Do you have the F5 in front of the webservers or on a different interface in one-arm mode? Second case you're going through the firewall, so I guess that's your scenario.


> ipv6

> someone blackholed the very important packets which say "fragmentation needed but DF set"

IIRC IPv6 never fragments and uses MTU path discovery (via ICMPv6)


IPv6 does have fragments. Routers will not do the fragmentation. They just drop the packet and force the client to do it. It can be horrible if you're using a tunnel broker and don't lower your MTU.


Heh, back when google was just a white page with a search bar I noticed that the front page would come up, but he results didn't. Turns out I was on a home network connection with PPPoE which slightly decreases the maximum MTU.

I opened a ticket with google and a SRE called me back (to my surprise) and we tracked it down. Google had a new firewall that was blocking MTU negotiation.


Educational Stack Overflow from the Google results for 'mtu':

http://serverfault.com/questions/43866/whats-the-best-mtu-se...

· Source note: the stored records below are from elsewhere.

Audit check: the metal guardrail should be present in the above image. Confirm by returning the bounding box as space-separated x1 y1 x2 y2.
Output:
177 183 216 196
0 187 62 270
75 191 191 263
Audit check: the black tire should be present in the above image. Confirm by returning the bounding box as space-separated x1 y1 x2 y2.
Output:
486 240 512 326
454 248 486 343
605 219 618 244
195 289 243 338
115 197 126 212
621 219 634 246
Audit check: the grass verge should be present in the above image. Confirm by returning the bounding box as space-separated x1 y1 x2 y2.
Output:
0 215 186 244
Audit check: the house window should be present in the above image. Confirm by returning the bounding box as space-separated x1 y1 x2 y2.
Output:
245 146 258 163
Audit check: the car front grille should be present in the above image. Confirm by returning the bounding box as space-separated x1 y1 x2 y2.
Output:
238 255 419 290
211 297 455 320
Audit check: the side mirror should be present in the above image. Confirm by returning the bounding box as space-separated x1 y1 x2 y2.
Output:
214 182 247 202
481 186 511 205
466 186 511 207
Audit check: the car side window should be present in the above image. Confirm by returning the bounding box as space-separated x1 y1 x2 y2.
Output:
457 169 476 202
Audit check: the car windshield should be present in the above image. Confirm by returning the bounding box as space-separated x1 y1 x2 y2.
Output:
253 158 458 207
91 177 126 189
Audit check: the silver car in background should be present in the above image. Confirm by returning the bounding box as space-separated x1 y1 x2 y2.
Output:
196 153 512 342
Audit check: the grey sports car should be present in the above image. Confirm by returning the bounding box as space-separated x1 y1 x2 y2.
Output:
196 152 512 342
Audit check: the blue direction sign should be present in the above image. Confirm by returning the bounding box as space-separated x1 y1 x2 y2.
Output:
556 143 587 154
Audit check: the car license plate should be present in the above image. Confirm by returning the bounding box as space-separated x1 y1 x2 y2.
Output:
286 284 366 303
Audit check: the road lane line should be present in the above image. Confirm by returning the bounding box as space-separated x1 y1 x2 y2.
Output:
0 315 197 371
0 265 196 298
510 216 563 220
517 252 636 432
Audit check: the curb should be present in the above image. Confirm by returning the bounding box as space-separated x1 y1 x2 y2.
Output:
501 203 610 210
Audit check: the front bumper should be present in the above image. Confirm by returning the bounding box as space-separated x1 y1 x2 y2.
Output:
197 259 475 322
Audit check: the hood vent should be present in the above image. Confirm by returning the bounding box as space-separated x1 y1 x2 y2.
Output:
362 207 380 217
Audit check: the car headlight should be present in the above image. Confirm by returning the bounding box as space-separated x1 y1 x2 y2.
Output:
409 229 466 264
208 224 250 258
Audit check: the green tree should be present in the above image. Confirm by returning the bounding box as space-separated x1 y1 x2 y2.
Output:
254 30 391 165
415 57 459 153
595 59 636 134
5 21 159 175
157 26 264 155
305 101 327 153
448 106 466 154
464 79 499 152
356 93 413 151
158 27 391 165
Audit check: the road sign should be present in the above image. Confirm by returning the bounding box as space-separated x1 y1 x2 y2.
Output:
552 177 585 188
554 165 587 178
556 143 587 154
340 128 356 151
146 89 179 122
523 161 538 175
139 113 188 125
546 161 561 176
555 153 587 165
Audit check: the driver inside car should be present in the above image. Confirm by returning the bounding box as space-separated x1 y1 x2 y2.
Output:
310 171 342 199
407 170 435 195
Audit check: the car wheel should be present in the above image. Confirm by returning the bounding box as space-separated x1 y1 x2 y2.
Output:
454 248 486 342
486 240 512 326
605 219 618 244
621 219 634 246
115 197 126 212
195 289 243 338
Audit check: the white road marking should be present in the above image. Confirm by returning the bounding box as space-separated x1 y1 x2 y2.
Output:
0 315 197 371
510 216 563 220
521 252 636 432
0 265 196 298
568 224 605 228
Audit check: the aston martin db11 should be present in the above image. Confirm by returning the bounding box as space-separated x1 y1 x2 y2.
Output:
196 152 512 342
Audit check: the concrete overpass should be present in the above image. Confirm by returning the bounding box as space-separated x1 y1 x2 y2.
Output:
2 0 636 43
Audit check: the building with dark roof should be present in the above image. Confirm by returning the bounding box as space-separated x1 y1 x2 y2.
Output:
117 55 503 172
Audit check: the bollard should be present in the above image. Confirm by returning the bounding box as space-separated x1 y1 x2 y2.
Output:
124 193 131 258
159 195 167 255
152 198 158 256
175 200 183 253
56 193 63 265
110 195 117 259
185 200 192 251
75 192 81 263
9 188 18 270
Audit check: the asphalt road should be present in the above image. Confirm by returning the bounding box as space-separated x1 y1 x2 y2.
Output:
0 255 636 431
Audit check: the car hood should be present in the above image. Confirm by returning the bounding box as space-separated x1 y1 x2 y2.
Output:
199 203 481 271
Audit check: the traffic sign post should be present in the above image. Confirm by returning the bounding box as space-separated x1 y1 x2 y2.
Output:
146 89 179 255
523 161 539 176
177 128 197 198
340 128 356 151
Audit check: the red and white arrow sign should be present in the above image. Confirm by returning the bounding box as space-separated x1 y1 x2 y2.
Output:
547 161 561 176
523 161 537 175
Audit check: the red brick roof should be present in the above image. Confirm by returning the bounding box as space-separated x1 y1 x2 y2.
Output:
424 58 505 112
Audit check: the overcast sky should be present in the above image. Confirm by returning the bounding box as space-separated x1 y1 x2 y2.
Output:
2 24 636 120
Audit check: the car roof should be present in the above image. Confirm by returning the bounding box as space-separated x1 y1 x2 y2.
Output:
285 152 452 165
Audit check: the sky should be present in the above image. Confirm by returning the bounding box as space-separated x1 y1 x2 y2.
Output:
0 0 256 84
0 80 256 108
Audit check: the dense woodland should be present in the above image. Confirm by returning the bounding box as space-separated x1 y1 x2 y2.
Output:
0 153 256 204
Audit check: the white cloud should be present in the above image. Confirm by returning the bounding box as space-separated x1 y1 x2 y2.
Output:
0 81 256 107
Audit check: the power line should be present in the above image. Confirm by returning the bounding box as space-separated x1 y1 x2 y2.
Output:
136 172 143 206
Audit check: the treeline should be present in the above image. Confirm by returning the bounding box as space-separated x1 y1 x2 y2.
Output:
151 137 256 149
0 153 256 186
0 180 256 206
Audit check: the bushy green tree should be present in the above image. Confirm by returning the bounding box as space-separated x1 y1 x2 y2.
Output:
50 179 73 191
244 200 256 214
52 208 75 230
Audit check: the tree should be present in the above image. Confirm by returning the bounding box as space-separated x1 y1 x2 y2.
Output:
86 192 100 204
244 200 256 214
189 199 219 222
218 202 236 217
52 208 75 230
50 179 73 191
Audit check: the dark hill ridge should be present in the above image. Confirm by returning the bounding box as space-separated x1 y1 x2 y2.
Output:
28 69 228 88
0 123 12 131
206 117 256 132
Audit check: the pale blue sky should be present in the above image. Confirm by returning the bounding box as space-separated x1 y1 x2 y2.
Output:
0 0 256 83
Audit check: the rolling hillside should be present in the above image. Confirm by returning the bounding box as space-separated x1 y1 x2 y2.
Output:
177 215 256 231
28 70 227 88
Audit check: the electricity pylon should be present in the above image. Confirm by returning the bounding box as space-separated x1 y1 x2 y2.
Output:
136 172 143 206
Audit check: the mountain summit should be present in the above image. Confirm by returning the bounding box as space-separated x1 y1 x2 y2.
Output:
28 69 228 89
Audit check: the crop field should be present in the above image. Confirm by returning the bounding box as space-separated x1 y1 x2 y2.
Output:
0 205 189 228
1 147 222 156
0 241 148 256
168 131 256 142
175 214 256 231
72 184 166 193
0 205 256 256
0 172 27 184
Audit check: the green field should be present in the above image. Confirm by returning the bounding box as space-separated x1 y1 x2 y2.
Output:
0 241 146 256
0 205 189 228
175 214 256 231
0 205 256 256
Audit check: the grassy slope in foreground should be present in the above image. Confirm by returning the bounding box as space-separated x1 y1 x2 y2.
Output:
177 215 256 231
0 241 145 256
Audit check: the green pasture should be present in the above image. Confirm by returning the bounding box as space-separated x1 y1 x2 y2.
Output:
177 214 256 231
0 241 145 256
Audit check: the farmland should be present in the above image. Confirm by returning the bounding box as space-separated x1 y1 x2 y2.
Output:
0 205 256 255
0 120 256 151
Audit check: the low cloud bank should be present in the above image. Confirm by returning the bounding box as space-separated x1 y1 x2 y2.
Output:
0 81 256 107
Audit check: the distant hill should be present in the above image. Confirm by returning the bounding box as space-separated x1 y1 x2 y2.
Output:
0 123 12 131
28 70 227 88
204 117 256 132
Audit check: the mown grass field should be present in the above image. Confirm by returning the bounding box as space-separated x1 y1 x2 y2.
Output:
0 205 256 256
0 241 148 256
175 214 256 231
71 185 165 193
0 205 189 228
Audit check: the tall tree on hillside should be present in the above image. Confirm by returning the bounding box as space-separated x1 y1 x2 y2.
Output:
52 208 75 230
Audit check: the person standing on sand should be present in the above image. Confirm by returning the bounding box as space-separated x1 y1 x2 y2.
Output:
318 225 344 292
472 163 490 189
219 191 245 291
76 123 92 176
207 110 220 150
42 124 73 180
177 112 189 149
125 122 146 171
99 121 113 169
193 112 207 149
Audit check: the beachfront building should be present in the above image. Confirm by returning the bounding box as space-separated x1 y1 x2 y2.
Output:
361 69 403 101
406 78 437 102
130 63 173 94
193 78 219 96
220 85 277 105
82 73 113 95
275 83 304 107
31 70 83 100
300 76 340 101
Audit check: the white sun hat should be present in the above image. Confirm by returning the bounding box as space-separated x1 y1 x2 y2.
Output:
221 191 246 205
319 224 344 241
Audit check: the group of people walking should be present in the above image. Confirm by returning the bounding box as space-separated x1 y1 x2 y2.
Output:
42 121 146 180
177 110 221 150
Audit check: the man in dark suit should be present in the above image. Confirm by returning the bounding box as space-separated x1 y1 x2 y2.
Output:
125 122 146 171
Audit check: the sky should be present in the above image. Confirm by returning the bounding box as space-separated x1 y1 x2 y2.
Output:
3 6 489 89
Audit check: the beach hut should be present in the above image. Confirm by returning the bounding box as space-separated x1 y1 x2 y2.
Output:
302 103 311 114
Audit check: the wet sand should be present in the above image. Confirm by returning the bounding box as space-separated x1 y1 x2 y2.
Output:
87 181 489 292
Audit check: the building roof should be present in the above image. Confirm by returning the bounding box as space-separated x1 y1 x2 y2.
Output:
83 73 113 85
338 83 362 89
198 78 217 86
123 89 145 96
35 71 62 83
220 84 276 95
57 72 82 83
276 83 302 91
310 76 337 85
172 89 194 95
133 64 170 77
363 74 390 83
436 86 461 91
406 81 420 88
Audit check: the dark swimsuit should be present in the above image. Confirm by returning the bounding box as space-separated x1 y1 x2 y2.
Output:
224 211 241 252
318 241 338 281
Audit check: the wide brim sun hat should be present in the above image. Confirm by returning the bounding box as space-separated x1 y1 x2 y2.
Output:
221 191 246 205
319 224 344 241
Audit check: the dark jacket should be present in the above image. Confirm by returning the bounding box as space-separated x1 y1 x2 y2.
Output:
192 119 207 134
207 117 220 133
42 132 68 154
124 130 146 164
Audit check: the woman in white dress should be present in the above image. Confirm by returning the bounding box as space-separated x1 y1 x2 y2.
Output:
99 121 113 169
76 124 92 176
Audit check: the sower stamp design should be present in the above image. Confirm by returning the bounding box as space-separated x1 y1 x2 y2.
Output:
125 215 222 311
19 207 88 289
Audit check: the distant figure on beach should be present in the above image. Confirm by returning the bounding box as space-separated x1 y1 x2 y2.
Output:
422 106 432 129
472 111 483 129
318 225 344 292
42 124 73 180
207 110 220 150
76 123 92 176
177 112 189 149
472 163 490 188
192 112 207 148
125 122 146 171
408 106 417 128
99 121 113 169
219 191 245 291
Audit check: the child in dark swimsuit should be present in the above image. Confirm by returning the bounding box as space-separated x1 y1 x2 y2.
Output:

Damn, I had this issue a while ago but I was not able to figure out the cause. I posted to stackoverflow but nobody pointed me in this direction. now I went back and answered my own question :) thanks! @jonchang


Some application protocols require ICMP and another TCP or UDP port and won't send their TCP or UDP packets until the ICMP ping packet has successfully been responded to.


Its really kind of depressing that this is 'news' enough that it gets 245+ upvotes here. It can't be older than the internet itself, obviously, but its damn close...


Read the title and immediately knew it would be PMTU.


Ditto. Yet I still have this conversation with self styled "network architects" who want to blanket block all ICMP. It's depressing.